SYDNEY, Nov 28 (Reuters) - Australia’s AMP Ltd said on Wednesday compensation for customers who had received bad advice or been wrongly charged would total A$778 million ($562.3 million), as jitters about the size of the bill drove its shares down almost 6 percent.
Shares in the country’s largest-listed wealth manager fell in morning trade after AMP interim Chief Executive Michael Wilkings told a public inquiry on Tuesday the firm had expected to spend A$1.19 billion to compensate customers.
That was much larger than the A$290 million the firm had previously said it had put aside for refunds. Wilkings also said an internal review could uncover further cases of bad advice and wrongful charging.

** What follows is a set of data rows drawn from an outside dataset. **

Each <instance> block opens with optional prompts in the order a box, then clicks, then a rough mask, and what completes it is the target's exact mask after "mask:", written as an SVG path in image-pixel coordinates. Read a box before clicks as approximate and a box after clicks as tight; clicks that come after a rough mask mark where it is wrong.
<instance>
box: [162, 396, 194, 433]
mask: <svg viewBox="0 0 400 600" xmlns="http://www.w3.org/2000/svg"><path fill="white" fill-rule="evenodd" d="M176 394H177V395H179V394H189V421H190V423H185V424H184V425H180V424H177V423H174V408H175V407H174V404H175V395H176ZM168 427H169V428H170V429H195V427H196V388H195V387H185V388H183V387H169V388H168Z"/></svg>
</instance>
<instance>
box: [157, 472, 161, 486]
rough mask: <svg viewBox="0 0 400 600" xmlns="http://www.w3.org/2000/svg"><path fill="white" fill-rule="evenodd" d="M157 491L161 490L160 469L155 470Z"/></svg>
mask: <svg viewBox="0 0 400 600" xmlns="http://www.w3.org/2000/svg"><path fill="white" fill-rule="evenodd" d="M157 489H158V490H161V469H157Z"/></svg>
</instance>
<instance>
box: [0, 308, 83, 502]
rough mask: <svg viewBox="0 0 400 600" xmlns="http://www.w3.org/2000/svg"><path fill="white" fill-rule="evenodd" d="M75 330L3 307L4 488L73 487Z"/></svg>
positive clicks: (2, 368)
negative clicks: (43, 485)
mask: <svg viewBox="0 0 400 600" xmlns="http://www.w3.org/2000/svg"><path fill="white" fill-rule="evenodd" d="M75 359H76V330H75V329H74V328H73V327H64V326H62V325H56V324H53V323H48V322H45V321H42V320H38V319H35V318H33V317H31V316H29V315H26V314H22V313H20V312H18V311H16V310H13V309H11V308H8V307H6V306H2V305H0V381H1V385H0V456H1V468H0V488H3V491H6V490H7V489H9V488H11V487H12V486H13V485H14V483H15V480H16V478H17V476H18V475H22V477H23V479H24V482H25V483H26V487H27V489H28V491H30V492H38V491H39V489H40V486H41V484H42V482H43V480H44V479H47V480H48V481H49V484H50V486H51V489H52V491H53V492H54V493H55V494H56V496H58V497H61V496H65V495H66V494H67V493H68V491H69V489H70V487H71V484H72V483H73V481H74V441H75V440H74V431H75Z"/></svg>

AMP shares fell 5.76 percent to A$2.29 in early trading on Wednesday, while the broader market was 0.23 percent lower.
In a bid to clarify the situation, the company issued a statement to the stock exchange on Wednesday explaining that the A$1.19 billion estimate was based on a nine-year plan to refund thousands of customers. The plan had been changed to shorten the time-frame, hence the latest figure of A$778 million, it added.
The firm has been rocked by revelations of widespread misconduct including charging customers without providing a service and conspiring at board level to deceive regulators about the practice.
Wilkins faced the powerful Royal Commission inquiry into financial-sector misconduct for a second consecutive day on Wednesday.
The government-ordered quasi-judicial inquiry has shaken public trust in some of Australia’s wealthiest financial firms since it began exposing rampant greed, rule-breaking and poor governance at its public hearings since February.
Wilkins was followed in the witness stand by Shayne Elliott, the chief executive of Australia’s third-largest lender, Australia and New Zealand Banking Group.
The inquiry is grilling the CEOs of major firms in its closing hearings, ahead of a final report due in February which is likely to recommend tougher regulation and stricter penalties for white-collar crimes.